サイアスの千日物語 三十七日目 その二十九
「では続きましてこちら、弓使いのラーズです。
ラーズは東方圏を中心に活躍した名うての傭兵で、
『魔弾』の異名を以て知られるワタリガラスです」
サイアスの説明にベオルクは目を丸くした。
「何? 『魔弾』…… どういったものだ」
「あぁ、魔剣とかとは違いますぜ……
単に矢の弾道を弄れるってだけで」
ラーズはそう言って苦笑した。
「ほう、弾道を変えられるのか?
それはそれで恐ろしいな……
四戦隊で弓と言えば、まずはデレクだが……
デレクよ、どうだ?」
「こいつの弓は本物ですよ。俺より二段は上ですねー
ブーク閣下と良い勝負なんじゃないですか」
デレクはそう言って笑顔で太鼓判を押した。
「ブーク閣下とは弓の扱いが大分違いますな。
俺ぁ細かく撃つ方です。

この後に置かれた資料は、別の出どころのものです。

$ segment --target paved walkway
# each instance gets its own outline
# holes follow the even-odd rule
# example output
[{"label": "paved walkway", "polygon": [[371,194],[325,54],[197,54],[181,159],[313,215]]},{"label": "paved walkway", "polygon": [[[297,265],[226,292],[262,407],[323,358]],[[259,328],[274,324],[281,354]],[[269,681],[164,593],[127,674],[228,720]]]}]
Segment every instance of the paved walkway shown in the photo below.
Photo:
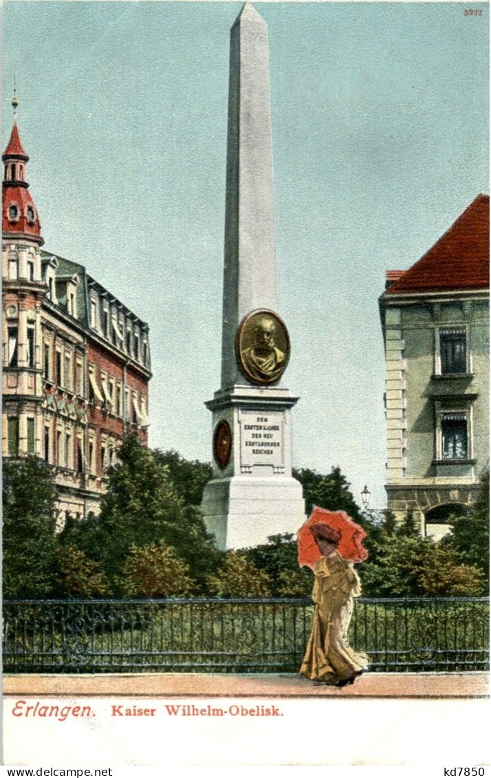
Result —
[{"label": "paved walkway", "polygon": [[138,673],[4,675],[4,696],[412,697],[489,696],[487,673],[366,673],[336,689],[296,674]]}]

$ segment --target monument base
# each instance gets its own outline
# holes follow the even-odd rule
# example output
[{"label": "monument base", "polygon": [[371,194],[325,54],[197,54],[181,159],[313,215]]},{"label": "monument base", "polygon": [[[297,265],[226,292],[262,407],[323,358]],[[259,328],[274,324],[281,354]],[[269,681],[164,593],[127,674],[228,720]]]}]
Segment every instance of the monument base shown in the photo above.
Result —
[{"label": "monument base", "polygon": [[273,534],[295,534],[306,519],[301,484],[291,476],[214,479],[204,488],[201,510],[222,551],[266,543]]}]

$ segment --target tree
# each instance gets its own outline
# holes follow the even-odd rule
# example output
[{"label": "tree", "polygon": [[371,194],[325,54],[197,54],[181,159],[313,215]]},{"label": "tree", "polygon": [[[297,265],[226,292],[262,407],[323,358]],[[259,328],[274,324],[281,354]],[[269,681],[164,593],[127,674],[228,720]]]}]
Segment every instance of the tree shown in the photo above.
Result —
[{"label": "tree", "polygon": [[184,459],[177,451],[172,450],[165,452],[157,450],[154,454],[155,461],[168,468],[174,489],[185,505],[199,506],[203,489],[211,478],[210,463],[200,462],[197,459]]},{"label": "tree", "polygon": [[195,589],[189,573],[189,566],[164,541],[132,545],[123,566],[121,589],[125,597],[187,594]]},{"label": "tree", "polygon": [[[107,475],[99,516],[91,519],[87,527],[94,545],[86,552],[100,561],[113,594],[122,594],[120,575],[131,548],[161,540],[189,565],[190,574],[201,590],[221,555],[197,508],[185,505],[179,496],[159,452],[146,448],[136,435],[130,435]],[[77,531],[70,526],[71,539]]]},{"label": "tree", "polygon": [[470,506],[466,516],[451,519],[452,531],[442,543],[455,553],[463,564],[475,566],[489,581],[489,471],[486,470],[481,480],[481,488],[476,502]]},{"label": "tree", "polygon": [[109,587],[98,562],[75,545],[60,545],[60,587],[68,597],[105,597]]},{"label": "tree", "polygon": [[270,535],[268,542],[246,548],[243,554],[269,576],[274,597],[307,597],[312,588],[312,571],[298,566],[297,541],[291,532]]},{"label": "tree", "polygon": [[350,484],[339,467],[332,468],[328,475],[321,475],[315,470],[294,470],[293,475],[300,481],[304,489],[305,509],[308,514],[317,505],[327,510],[346,510],[353,521],[361,520],[360,508],[350,491]]},{"label": "tree", "polygon": [[208,577],[208,587],[218,597],[270,597],[271,581],[239,551],[228,551],[222,566]]},{"label": "tree", "polygon": [[52,468],[35,457],[5,460],[2,499],[5,597],[53,597],[59,562]]}]

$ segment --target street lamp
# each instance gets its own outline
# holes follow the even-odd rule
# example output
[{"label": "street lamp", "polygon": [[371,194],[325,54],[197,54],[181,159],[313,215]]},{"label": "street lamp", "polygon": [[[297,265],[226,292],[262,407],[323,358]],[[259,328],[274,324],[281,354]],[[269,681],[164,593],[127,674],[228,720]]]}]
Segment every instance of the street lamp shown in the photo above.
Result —
[{"label": "street lamp", "polygon": [[370,502],[370,498],[371,497],[371,492],[365,484],[364,488],[361,492],[361,502],[363,503],[363,506],[365,510],[368,510],[368,503]]}]

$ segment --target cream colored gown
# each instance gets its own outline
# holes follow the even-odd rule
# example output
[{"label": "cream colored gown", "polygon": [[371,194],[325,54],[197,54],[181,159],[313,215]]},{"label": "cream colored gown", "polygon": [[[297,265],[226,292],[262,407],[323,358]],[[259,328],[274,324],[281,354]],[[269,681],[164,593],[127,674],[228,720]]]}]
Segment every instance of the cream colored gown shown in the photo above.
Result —
[{"label": "cream colored gown", "polygon": [[366,654],[348,643],[353,598],[361,594],[353,565],[337,551],[322,556],[314,570],[312,629],[300,672],[312,681],[335,684],[368,666]]}]

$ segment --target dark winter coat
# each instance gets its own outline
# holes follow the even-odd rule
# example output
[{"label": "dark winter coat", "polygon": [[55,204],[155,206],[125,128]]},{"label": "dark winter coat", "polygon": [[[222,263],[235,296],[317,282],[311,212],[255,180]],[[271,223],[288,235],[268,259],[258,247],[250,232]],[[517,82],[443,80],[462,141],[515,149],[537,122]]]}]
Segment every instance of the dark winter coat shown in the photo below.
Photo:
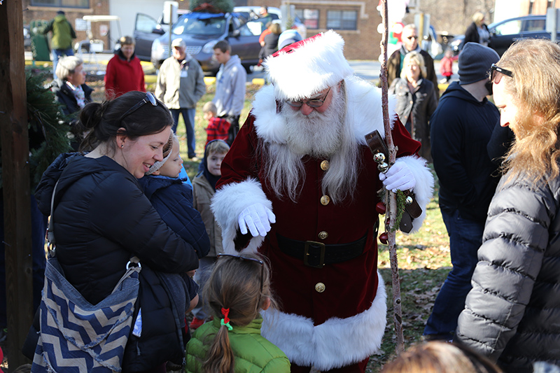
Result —
[{"label": "dark winter coat", "polygon": [[398,114],[400,121],[405,123],[407,129],[410,128],[407,122],[411,119],[412,115],[410,135],[414,140],[422,143],[418,155],[431,162],[430,125],[428,121],[438,106],[433,84],[427,79],[420,78],[414,92],[412,92],[407,80],[398,78],[393,80],[389,87],[389,93],[396,95],[395,111]]},{"label": "dark winter coat", "polygon": [[50,214],[57,181],[52,217],[57,257],[84,297],[94,304],[106,297],[132,255],[143,266],[142,337],[129,339],[123,365],[146,370],[177,361],[182,346],[174,300],[156,271],[183,274],[196,269],[202,254],[162,220],[136,179],[111,158],[75,153],[57,158],[36,192],[43,214]]},{"label": "dark winter coat", "polygon": [[[66,83],[66,80],[56,79],[50,88],[55,94],[55,99],[62,106],[62,111],[66,115],[80,111],[81,108],[78,104],[72,89]],[[91,102],[93,88],[86,84],[82,85],[85,104]]]},{"label": "dark winter coat", "polygon": [[486,150],[500,118],[493,104],[479,101],[458,82],[442,94],[430,120],[432,157],[440,178],[440,206],[484,223],[497,178]]},{"label": "dark winter coat", "polygon": [[560,365],[560,178],[498,187],[456,338],[506,372]]}]

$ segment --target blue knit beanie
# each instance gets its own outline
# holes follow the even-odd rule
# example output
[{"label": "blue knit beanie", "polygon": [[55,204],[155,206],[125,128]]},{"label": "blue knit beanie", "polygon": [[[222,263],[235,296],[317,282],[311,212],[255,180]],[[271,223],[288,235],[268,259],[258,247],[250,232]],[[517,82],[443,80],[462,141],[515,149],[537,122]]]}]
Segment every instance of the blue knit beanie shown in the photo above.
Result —
[{"label": "blue knit beanie", "polygon": [[493,49],[478,43],[467,43],[459,54],[459,84],[470,84],[488,78],[492,64],[500,60]]}]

閣下は何というか、違いますね」
ラーズはそう言って苦笑した。
「ふむ、そこに気付く辺り、やはり只者では無いな……
それほどの者がサイアスの配下になるとは」
ベオルクはやや呆れ顔でラーズとサイアスを見比べた。
「ハハ、大将と居ると、とにかく退屈しないんでね……
それに俺ぁ、弓さえ撃てりゃ満足なんで。
一つ宜しくお願いしますぜ、御大将」
「御大将ときたか……
まぁ好きによんでくれ。宜しくな」
ベオルクはそう言って笑い、
「お前、馬には乗れるのか」
とラーズに尋ねた。
「移動で乗ったことがある程度ですね……」
「ふむ…… どうだ?」
ベオルクはラーズの言を受けてデレクに問うた。
「良いと思いますよ。こいつが騎射を覚えたら、
多分えらいことになる」
デレクはベオルクの意図を読み、そう言って笑った。
「よし、ラーズよ。サイアスと共に馬術を学ぶが良い。
そして騎射技術を習得せい。馬術の技能値が5に達したら、
お前には専用の馬を一頭用意してやろう」
「おぉ、そいつは平原の戦じゃあ、
ついぞできず終いだったことだ……
有難い、精進させて貰いますぜ、御大将」
ラーズはそう言ってベオルクに敬礼し、
「うむ、励め」
とベオルクも笑顔で応じた。
「続きましては、こちら、ニティヤです。
『ニティヤ』とはマナサ様の一族に連なる暗殺者の名跡であり、
かのグウィディオンを見事討ちとった本人でもあります」
「ニティヤと申します。
本名は別にありますがニティヤで構いませぬ。
それに今は、ただのサイアスの妻です。どうかよしなに」
ニティヤは物怖じ一つせずベオルクを見据え、
これまた物怖じ一つせずとんでもないことを言い出した。
「何、妻……?」
「はい。妻です」
思わず問い返したベオルクに対しても、
断固たる意志で押し通すニティヤに対し、
コロコロとマナサが笑い出した。
「誰に似たのか、とても頑固で人の話を聞かないのよ。
一念発起してグウィディオンを殺す程度には、筋金入りで強情だわ。
まぁ悪い子じゃないから安心してくださいな。勿論腕の方もね。
この子が本気になったら、私でも危ないわ……」
マナサの物言いにニティヤはツンと澄ましたままであり、
デレクはマナサ級の畏怖を感じて居住まいを正した。
ベオルクは何やら溜息を付きつつ、
「うむ…… ニティヤと言ったな。
お前はサイアスの身内にそっくりだ。
お前の美貌と武略であれば、あの妖怪屋敷でも
きっとうまくやっていけるのだろうな……」
と、しみじみとしてそう言った。
「妖怪屋敷て……
戦隊長の家ってそんなヤバいんですか?」
とデレクがベオルクに問うた。
「何をぬかすか、ヤバいどころではないぞ!
このワシが恐怖の余り卒倒しかける程だからな。
正直あの屋敷の住人だけで、第五戦隊が務まる程だ……」
「うへぇ……」
「お義母様、お会いしてみたいわ……」
ニティヤはどこかうっとりとしてそう言った。
「う、うむ。お前は間違いなく気に入られるだろう。
下手すればサイアス以上に馴染むやも知れぬ……」
ベオルクはげっそりしつつそう応え、サイアスは肩を竦めていた。